Miguel Navascués | Junk labour contracts in Spain were created by the former Socialist Prime Minister Felipe González in 1984. At that time, González fought against the trade unions to introduce a temporary work contract. This proved to be of no use, as unemployment had increased to about 23% by the end of his term in office in 1993.
The single employment contract is Spanish political party Ciudadanos’ “star offer” ahead of the December 20 general elections. But the single contract idea was in fact promoted by another socialist government, that of José Luis Rodríguez Zapatero. The agreement was presented as something new and innovative. They were socialists and democrats, but also believed in the virtues of the financial markets. They were also in favour of cutting taxes.
Proposals like those of Ciudadanos are trying to make Spain’s unusual labour market more like that of other European countries.

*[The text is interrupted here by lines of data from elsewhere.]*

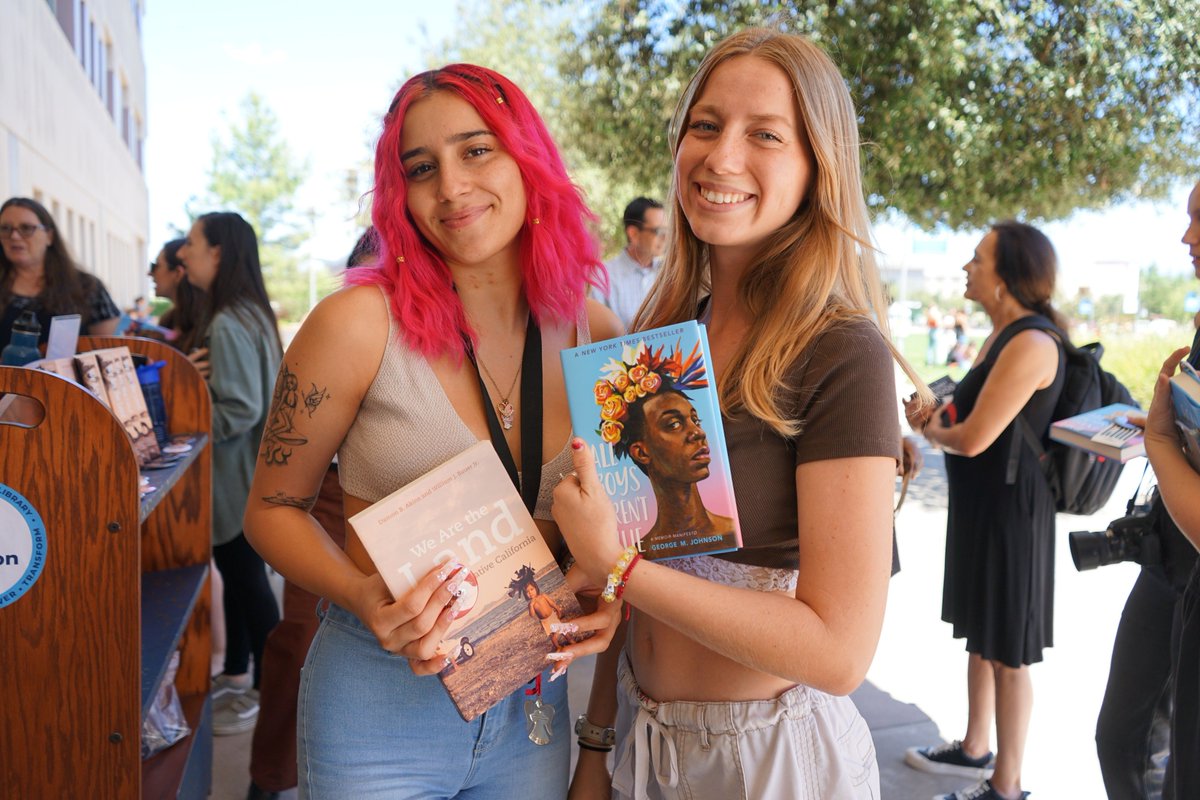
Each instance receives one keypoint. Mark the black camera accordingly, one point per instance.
(1129, 539)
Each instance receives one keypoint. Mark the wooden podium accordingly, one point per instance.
(125, 583)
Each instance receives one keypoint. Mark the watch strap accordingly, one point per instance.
(595, 734)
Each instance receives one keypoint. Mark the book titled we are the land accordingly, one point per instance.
(468, 511)
(1104, 431)
(647, 404)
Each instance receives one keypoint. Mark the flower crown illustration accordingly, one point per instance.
(642, 373)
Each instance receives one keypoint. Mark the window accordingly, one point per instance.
(111, 102)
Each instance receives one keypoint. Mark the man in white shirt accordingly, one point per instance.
(631, 271)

But it is unlikely to be a solution to Spain’s high unemployment rate. Let’s try to explain why.
Spain’s problem is its low economic productivity which, at the same time, is the result of the low productivity of its educational system at all levels (secondary and universitary education, as well as vocational training). Then there is also the poor quality and sparse quantity of investment, both private and public.

The productivity which has to be taken into account is based on a number of factors: GDP percentage per factors of production, capital and labour.

There is no doubt that Spain has been a disaster since the 1990s, coinciding with start of the technology boom in the rest of the world.

A perverse conclusion can be drawn: that the labour market is not a problem for Spain and not even its main one. The crazy situation in the investment market is much more important.

It is like a snake biting its own tail. Nobody wants to fix this mediocre situation because it suits decision makers very well. It works for the employers’ association, the trade unions and the politicians who don’t want to break with the old tradition. We are all caught up in a web of mediocre interests.